Many of the existing concrete structures built during the 1960–70s are rapidly nearing the end of their service life [
1]. It is estimated that nearly 10% of bridges built during this time have been repaired in the United States [
2]. In Korea, the number of buildings over 30 years old was evaluated as 3.8% in 2014, reaching 13.8% by 2024, and 33.7% by 2029 [
3,
4]. Likewise, concrete structures are often exposed to aggressive environments, fatigue stresses, and cyclic loading that initiate cracks on the surfaces [
5,
6]. The cracks in structures have a significant impact on durability and make it easy for external aggressive substances to reach the reinforcement bars and cause corrosion [
7,
8]. In addition, cracks in the structures also reduce the local stiffness and cause material discontinuities [
9,
10]. Therefore, cracks must be detected and repaired in time in order to maintain the reliability and performance of the structure. Generally, crack detections were performed by non-destructive and destructive tests [
11]. Visual inspections combined with surveying equipment were manually performed to detect cracks in the structures [
12]. A PZT-based electro-mechanical admittance method combined with FEM analysis was enacted to quantitatively identify the damage caused by concrete cracking and steel yielding of flexural beams subjected to monotonic and cyclic loading [
13]. Chalioris et al. [
14] developed a wireless impedance/admittance monitoring system to identify the incipient damages caused by concrete cracking.
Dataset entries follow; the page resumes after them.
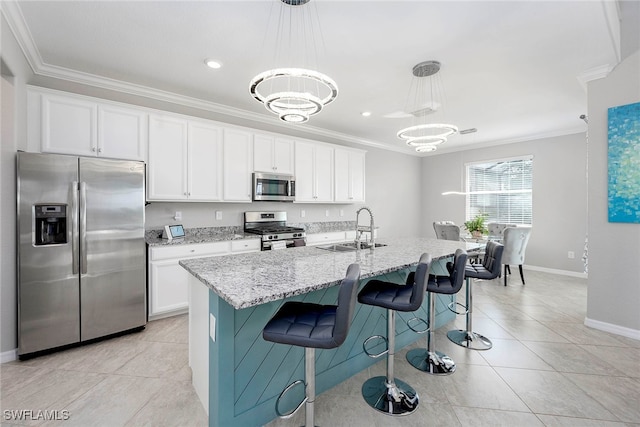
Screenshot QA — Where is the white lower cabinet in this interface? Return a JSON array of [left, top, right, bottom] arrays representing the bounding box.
[[149, 239, 260, 320]]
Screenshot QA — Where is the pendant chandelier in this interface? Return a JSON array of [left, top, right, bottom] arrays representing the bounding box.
[[398, 61, 458, 153], [249, 0, 338, 123]]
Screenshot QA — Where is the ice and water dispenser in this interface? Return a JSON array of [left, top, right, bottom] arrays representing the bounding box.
[[34, 204, 67, 246]]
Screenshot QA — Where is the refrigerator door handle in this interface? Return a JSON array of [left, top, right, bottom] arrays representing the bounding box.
[[70, 181, 80, 275], [80, 182, 87, 274]]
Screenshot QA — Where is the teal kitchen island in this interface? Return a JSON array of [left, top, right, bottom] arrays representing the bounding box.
[[180, 238, 481, 427]]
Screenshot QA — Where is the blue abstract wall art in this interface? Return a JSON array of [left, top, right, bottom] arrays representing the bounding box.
[[608, 102, 640, 223]]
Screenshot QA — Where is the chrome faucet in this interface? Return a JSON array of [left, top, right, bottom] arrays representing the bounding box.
[[355, 207, 376, 249]]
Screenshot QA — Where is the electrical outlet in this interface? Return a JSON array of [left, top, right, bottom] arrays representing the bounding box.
[[209, 313, 216, 342]]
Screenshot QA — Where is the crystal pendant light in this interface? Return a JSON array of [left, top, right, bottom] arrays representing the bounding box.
[[249, 0, 338, 123], [398, 61, 458, 153]]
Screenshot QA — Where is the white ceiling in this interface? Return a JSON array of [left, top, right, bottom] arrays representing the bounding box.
[[3, 0, 619, 154]]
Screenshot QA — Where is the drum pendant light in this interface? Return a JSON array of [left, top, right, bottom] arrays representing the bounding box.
[[398, 61, 458, 153], [249, 0, 338, 123]]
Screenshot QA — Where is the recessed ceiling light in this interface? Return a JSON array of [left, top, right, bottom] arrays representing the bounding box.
[[460, 128, 478, 135], [204, 59, 222, 70]]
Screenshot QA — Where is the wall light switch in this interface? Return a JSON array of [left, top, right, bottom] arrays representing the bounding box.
[[209, 313, 216, 342]]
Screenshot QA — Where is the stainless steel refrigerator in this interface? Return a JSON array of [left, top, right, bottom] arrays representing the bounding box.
[[16, 152, 147, 357]]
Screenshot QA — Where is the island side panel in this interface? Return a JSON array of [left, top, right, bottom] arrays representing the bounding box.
[[201, 261, 455, 427]]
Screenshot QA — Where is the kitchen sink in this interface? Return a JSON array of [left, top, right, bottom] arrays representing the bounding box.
[[316, 242, 387, 252]]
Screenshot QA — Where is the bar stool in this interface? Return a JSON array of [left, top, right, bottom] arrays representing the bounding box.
[[407, 249, 468, 375], [262, 264, 360, 427], [447, 242, 504, 350], [358, 253, 431, 416]]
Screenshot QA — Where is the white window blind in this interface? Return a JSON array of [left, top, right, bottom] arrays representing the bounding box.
[[466, 157, 533, 224]]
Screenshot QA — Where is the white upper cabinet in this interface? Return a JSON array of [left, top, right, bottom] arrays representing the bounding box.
[[187, 122, 223, 201], [98, 105, 148, 160], [223, 128, 253, 202], [42, 95, 98, 156], [147, 116, 189, 200], [253, 134, 293, 175], [335, 148, 365, 203], [147, 115, 222, 202], [38, 89, 147, 161], [295, 141, 333, 203]]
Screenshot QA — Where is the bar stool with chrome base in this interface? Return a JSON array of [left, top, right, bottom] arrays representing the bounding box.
[[358, 253, 431, 416], [407, 249, 468, 375], [262, 264, 360, 427], [447, 242, 504, 350]]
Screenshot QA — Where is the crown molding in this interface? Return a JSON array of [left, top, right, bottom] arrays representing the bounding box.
[[576, 64, 614, 92], [2, 1, 415, 155], [422, 125, 587, 157]]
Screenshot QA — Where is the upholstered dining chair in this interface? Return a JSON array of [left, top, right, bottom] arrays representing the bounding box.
[[487, 222, 518, 240], [433, 221, 460, 240], [502, 226, 531, 286]]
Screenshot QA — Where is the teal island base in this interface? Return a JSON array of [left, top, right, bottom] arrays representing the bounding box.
[[189, 260, 455, 427]]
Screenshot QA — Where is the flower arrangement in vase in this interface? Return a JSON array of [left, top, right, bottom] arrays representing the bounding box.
[[464, 214, 489, 239]]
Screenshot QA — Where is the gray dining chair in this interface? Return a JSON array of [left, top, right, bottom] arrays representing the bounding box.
[[502, 226, 531, 286], [433, 221, 460, 241]]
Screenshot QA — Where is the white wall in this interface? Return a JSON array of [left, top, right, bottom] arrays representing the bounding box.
[[585, 48, 640, 339], [0, 10, 32, 360], [0, 10, 421, 359], [145, 148, 421, 241], [422, 132, 587, 274]]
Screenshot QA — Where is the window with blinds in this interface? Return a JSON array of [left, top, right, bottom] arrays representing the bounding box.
[[466, 156, 533, 224]]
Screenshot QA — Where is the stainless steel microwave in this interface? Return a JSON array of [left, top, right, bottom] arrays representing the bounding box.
[[253, 173, 296, 202]]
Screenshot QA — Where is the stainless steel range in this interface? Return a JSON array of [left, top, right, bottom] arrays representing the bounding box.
[[244, 212, 307, 251]]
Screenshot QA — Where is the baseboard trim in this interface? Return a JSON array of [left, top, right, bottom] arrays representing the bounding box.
[[522, 264, 589, 279], [0, 348, 18, 363], [584, 317, 640, 341]]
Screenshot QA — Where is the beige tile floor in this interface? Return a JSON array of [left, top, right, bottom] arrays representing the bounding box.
[[0, 271, 640, 427]]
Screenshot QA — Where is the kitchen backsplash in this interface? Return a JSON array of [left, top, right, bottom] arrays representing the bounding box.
[[144, 221, 356, 241]]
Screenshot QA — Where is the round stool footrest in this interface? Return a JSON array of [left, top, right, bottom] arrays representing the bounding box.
[[362, 335, 389, 359], [407, 317, 431, 334], [276, 380, 307, 419], [447, 301, 469, 316]]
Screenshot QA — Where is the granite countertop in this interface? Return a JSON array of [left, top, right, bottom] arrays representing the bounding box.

In addition, non-destructive testing techniques such as infrared, thermal, ultrasonic, laser, and radiographic tests were also used to detect and analyze the crack development in concrete structures [
15]. Although the above methods provide reliable crack detection results, they are difficult and time-consuming to perform because they require large instrumentation, and are expensive and labor intensive [
16]. To overcome the shortcomings of the manual methods, several image processing methods were developed to provide automated crack detection and visualization in concrete structures. Most of the image processing methods used filtering, thresholding, and feature extraction techniques to identify and localize the cracks [
17,
18,
19,
20,
21,
22]. Furthermore, the crack regions were separated by fuzzy transforms and segmentation algorithms [
21]. Although image processing methods were effective in detecting cracks, the real-time applicability in structures was limited due to the variations in external environmental factors such as light, shadows, and rough surfaces. To improve the performance of image processing techniques, machine learning algorithms were developed through pattern recognition and extraction [
23]. Machine learning algorithms such as support vector machine (SVM) and artificial neural network (ANN) have also been explored to detect cracks in the concrete structures [
24,
25,
26,
27]. A local entropy-based thresholding algorithm was proposed that automatically detects spalled regions on the surface of the reinforced concrete columns [
28]. In addition, the length and width of cracks were also measured using a local binary pattern (LBP) algorithm [
29]. Machine learning algorithms consisting of feature extraction and classification were used to extract relevant crack features. The machine learning algorithm extracts only a few layers of features, and the algorithm might not provide accurate crack detection results if the extracted features do not reflect the cracks.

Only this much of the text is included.